O'Steen v. State

506 So. 2d 476 | Fla. Dist. Ct. App. | 1987

506 So. 2d 476 (1987)

John Thomas O'STEEN, Appellant,
v.
STATE of Florida, Appellee.

No. BN-125.

District Court of Appeal of Florida, First District.

May 5, 1987.

*477 Michael E. Allen, Public Defender, and Ann Cocheu, Asst. Public Defender, Tallahassee, for appellant.

Jim Smith, Atty. Gen., and Royall P. Terry, Asst. Atty. Gen., Tallahassee, for appellee.

ZEHMER, Judge.

John Thomas O'Steen appeals his conviction for violation of section 790.23, Florida Statutes (1985), which prohibits possession of a firearm by a convicted felon. We reverse for a new trial.

Appellant first contends that the trial court erred in denying his motion for directed verdict. We find that the testimony of Deputy Perdue, although not as definitive as one would normally expect in a prosecution under this statute, was sufficient to establish a prima facie case against defendant. The trial court did not err in denying the motion for directed verdict.

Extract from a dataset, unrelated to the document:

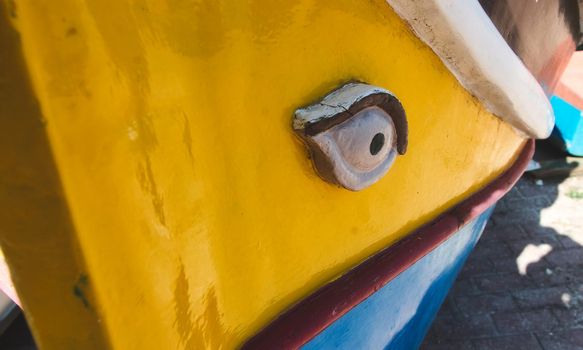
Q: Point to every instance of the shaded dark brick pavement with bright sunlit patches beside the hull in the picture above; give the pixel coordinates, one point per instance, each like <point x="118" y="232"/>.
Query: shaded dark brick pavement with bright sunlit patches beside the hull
<point x="522" y="287"/>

We conclude, however, that the trial court erred in allowing the state to elicit rebuttal testimony from appellant's girlfriend that appellant had, at some unspecified time in the past, possessed a gun and used it to shoot at a chicken. The trial court granted the defense motion for a statement of particulars, and limited the state to proof that appellant had possessed a gun on August 6, 1985. The testimony complained of did not conform to that ruling, and its admission undoubtedly prejudiced the defense. Stang v. State, 421 So. 2d 147 (Fla. 1982).

The state argues that the testimony was properly admitted as rebuttal because it impeached defendant's testimony on cross-examination. The state also argues that *478 this testimony was admissible as similarfact evidence under the Williams rule.[1]

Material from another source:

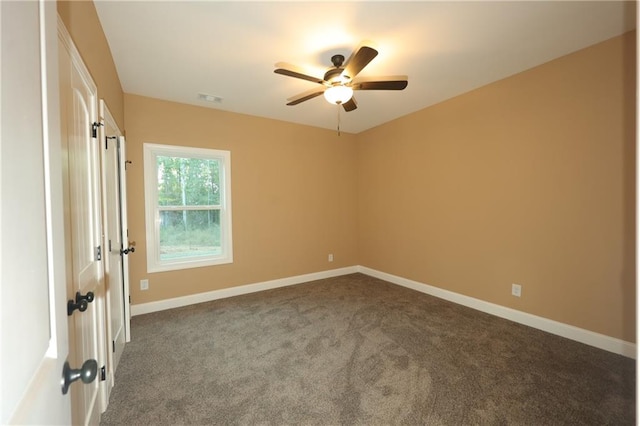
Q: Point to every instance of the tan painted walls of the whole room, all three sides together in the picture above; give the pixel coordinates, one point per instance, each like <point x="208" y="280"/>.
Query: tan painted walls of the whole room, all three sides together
<point x="528" y="180"/>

This testimony was not admissible for the purpose of impeachment. When a witness is cross-examined on collateral matters outside the scope of direct examination, the cross-examiner adopts the witness as his own and is bound by the answers the witness gives. Gelabert v. State, 407 So. 2d 1007, 1009-10 (Fla. 5th DCA 1981). In addition, the state did not lay a proper predicate for impeachment. The testimony complained of did not contradict appellant's testimony because appellant, when asked about the incident with the chicken, testified only that he could not remember. The so-called impeachment testimony offered by the state did not undertake to prove that defendant was, in fact, lying when he said he did not remember.

The state's argument that this testimony was properly admitted under the Williams rule is also without merit. This evidence does not tend to prove motive, opportunity, intent, preparation, plan, knowledge, identity, or absence of mistake or accident with respect to the specific charge being prosecuted; rather, it tends only to prove bad character. Fla. Stat. § 90.404(2)(a) (1985).

Because appellant denied that he possessed a gun on the date charged and contradicted the testimony of Deputy Perdue, and because the improperly admitted testimony was the only evidence of possession, other than the testimony of the deputy sheriff, it is impossible for us to say that this error did not have an impact on the jury's decision. Thus, admission of this testimony cannot be treated as harmless error. State v. DiGuilio, 491 So. 2d 1129 (Fla. 1986).

The judgment is reversed and the cause is remanded for a new trial. In view of our resolution of appellant's second issue, we do not reach the remaining two points, addressed to alleged sentencing errors.

REVERSED AND REMANDED.

BARFIELD, J., and PEARSON, TILLMAN (Ret.), Associate Judge, concur.

NOTES

[1] Williams v. State, 110 So. 2d 654 (Fla.), cert. denied, 361 U.S. 847, 80 S. Ct. 102, 4 L. Ed. 2d 86 (1959), codified by Florida Statutes § 90.404.